Four years ago, they set up a Facebook campaign against the consumption of shark's fin, which quickly attracted 30,000 likes. The media attention it gathered helped convince Citibank to suspend a credit card promotion that offered discounts for orders of shark's fin at Maxim's restaurants.
Pang says they were surprised by the impact their small-scale event had. It began when she found herself having to explain to relatives why Hui, who grew up in Canada and mostly speaks English, refused to eat shark fin at family functions. She began to do research to bolster her case, and launched the Facebook page.
"I like being an amateur environmental activist. My green activities are all one-man shows," Pang says. "I've volunteered with big green groups but there's not much serious work to do besides teaching people how to dispose of rubbish properly. Groups set up by people with full-time jobs are usually nothing more than talking shops. [I know because] I used to serve as a vice-chairman of such a green group."
To spread their green message further, the couple have set up a bilingual blog, Go Green Hong Kong, where they review vegetarian and organic restaurants and introduce green products, such as a toothbrush with a reusable handle. Pang contributes the Chinese content and Hui the English material.
"The blog is like a guide for the green consumer," Pang says. "Product reviews by the Consumer Council do not cover green elements. And while some restaurants claim to be organic, their fare is hardly that."
Besides rating green products, their reviews also serve as a platform for discussing the effects of conventional items. "Many of the issues I raise in the blog have never crossed the mind of readers. One blog post that drew a great response was about the comparison between soap and body wash. The latter contains many chemicals and comes in plastic bottles, and harms the user and the environment," Pang says.

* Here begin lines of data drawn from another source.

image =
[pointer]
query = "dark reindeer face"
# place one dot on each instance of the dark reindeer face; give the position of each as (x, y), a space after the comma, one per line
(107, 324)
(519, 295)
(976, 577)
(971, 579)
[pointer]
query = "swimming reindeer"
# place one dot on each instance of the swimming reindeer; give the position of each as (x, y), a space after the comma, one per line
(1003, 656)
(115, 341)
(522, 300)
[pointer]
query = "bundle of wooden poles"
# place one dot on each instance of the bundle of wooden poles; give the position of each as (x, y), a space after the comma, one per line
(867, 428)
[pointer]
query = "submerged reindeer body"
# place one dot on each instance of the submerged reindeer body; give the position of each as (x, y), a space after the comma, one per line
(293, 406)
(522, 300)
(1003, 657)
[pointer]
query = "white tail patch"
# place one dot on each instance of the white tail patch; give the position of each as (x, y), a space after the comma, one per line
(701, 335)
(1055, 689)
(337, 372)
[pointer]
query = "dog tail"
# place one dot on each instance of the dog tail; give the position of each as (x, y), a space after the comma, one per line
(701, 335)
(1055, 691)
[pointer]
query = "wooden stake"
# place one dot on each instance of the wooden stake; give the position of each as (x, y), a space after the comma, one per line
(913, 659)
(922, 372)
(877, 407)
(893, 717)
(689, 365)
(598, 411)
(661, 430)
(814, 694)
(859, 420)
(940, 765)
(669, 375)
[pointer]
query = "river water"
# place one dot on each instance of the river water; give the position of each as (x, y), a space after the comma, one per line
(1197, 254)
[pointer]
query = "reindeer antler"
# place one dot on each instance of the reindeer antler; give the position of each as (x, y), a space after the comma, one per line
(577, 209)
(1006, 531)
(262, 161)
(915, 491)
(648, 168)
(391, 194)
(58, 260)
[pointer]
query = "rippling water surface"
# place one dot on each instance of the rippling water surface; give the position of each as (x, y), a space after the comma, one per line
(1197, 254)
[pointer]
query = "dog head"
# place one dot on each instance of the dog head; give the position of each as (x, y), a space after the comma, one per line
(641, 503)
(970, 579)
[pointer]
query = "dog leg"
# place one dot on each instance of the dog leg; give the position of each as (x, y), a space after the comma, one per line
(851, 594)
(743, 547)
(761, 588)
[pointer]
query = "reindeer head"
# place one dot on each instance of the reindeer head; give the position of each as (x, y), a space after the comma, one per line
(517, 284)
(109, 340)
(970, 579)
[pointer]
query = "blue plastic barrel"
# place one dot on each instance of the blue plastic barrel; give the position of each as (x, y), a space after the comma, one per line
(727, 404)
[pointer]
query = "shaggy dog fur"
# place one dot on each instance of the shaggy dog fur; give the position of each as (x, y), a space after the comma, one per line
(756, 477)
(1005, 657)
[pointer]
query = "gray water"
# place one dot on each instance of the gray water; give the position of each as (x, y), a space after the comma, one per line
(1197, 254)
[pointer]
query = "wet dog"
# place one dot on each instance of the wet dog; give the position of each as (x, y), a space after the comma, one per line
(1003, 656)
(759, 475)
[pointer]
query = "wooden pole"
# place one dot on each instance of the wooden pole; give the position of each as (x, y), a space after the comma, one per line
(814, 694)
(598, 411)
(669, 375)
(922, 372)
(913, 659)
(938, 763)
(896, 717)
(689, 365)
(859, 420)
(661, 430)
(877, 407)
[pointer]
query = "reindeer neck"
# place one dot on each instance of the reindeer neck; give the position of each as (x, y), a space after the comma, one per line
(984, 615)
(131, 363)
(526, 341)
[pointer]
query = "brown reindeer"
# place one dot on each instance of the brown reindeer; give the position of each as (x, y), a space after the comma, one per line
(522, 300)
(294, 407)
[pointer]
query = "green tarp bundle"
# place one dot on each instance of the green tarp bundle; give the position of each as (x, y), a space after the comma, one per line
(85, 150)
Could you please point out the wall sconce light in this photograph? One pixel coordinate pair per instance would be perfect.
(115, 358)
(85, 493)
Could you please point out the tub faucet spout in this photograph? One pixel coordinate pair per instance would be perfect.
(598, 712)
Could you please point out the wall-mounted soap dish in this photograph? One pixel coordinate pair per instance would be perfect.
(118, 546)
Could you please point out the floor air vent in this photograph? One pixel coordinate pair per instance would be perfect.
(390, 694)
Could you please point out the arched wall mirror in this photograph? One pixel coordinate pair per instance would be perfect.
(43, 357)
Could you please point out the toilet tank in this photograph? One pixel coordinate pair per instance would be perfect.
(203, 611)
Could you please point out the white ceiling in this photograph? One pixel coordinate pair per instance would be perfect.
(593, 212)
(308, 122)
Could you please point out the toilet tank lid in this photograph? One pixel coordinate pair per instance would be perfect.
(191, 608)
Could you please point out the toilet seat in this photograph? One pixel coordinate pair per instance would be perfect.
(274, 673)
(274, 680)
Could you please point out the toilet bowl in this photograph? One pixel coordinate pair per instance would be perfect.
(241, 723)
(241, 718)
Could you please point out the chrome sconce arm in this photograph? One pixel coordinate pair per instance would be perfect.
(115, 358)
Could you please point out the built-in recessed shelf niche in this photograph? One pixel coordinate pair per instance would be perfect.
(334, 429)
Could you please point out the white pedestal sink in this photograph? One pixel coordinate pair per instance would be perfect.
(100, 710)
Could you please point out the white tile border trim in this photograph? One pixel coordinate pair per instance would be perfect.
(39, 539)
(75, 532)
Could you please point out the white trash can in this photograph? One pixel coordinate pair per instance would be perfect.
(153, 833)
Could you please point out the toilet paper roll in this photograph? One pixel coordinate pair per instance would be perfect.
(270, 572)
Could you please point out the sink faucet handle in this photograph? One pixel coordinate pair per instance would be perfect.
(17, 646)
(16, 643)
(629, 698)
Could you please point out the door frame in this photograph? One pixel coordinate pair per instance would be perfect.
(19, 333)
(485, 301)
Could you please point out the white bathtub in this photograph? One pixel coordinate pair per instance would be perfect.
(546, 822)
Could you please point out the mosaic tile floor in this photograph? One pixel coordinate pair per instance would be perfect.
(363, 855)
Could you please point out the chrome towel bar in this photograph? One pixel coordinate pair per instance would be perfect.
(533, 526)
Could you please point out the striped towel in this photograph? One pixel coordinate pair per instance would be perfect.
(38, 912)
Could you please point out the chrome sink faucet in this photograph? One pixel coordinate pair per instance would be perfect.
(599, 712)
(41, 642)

Hui, who quit his job in a private equity firm two years ago to become a full-time farmer, says contributing to the blog and running his market garden are his passions. "I love writing and farming," he says. "With the blog, I want to show that, as consumers, we can make a difference. The choices we make when we go shopping can help change the environment.
"There's no need to rely on government, businesses or NGOs to solve environmental problems." A licensed Hong Kong organic farm inspector, Hui says people here should re-examine their consumerist and wasteful ways. "Do I really need to sit at my desk to eat takeaway lunch? Do I need to buy bottled water?"
People derive instant gratification from being consumers, but being a consumer is not a source of happiness, Hui says. "True happiness comes from being a producer. Painting, writing, making music and growing a plant make people happy."
The couple's blog often takes aim at corporations that use green themes as a marketing tool. "Consumers unconsciously lap up their green slogans without much thinking. I want to debunk such practices," Pang says. A brand of bottled water that claimed, in an advert featuring a Canto-pop star, that it uses environmental-friendly plastic, is in her sights.
"The brand claims that 30 per cent of the plastic used in the bottle is made from ethanol instead of petroleum, which makes it recyclable and more environmentally friendly. But this is misleading: the use of plant-based ethanol is still a controversial subject because the production of it triggers rainforest destruction," she says.
The manufacturer had best take heed.